Spring MUNG BEAN SOUP
- 2 cups dry mung beans (these can be bought at Grass Roots or any Whole Food store)
- 6 cups vegetable broth
- 1 tablespoon olive oil
- 1 onion, minced
- 2 cloves garlic, minced
- 1 tablespoons freshly grated ginger
- 1 can coconut milk
- 1 bunch spinach
- salt to taste
- curry seasoning added to your liking
INSTRUCTIONS:
- Boil: Bring the broth to a boil in a large pot. Add the rinsed mung beans and cook, uncovered, for about 40 minutes. I checked on mine every 10 minutes and added more water as needed.
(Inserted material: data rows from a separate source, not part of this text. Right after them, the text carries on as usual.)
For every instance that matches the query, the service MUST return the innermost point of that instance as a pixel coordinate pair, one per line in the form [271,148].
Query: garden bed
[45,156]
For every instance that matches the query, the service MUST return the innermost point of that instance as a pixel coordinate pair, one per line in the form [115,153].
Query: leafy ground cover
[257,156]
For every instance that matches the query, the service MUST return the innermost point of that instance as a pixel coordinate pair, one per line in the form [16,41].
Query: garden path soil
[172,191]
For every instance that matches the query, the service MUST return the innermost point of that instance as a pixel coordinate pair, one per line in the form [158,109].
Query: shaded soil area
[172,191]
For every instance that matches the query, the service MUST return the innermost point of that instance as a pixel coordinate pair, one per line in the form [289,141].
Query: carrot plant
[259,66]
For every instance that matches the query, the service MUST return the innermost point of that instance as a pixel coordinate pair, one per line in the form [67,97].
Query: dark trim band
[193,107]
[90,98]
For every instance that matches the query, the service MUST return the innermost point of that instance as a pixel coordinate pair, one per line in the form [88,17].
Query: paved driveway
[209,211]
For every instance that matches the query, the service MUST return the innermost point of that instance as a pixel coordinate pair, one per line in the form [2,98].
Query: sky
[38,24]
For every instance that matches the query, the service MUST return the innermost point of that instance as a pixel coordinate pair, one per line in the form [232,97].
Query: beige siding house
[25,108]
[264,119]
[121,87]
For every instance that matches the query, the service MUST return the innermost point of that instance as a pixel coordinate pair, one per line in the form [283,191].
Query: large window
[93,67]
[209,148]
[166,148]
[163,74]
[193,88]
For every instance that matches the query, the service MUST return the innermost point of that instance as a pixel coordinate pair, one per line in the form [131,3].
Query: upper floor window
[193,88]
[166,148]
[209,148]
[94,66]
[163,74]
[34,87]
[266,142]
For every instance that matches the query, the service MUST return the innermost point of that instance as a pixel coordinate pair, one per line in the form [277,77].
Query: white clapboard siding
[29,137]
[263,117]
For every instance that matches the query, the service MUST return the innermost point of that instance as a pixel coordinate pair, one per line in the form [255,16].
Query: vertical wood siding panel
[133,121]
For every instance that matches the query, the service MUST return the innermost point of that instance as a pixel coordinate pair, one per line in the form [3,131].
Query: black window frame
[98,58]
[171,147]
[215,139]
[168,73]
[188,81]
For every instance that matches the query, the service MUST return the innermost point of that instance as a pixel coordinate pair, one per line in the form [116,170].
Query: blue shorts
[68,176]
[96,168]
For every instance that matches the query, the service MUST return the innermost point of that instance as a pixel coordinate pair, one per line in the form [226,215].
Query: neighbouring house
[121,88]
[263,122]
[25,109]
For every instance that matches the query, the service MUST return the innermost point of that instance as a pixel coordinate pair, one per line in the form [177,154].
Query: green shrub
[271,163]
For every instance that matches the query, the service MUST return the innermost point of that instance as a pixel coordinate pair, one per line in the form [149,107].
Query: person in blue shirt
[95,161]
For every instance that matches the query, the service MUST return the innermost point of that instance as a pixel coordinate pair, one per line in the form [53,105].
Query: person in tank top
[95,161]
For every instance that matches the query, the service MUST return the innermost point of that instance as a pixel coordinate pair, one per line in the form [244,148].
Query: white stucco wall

You want the consistency to be like a very thick soup.
- Saute: Heat the oil in a large skillet over medium heat. Saute the onion, garlic, and ginger in the oil in a large nonstick skillet until soft and fragrant, about 3 minutes. Add to the mung bean pot and allow the mixture to simmer together for a few minutes.
- Mix: Stir in the coconut milk and remove from heat. Fill bowl with chopped spinach and serve over this beautiful green bed or brown rice, like a soup.
This was a total hit at our Lake Tahoe Mindfulness Community Spring Retreat this past weekend. It's healthy, tasty and removes ama, or undigested slug that can accumulate over the winter, from the body. It's very green but heck, it's Spring and seriously, tastes delicious.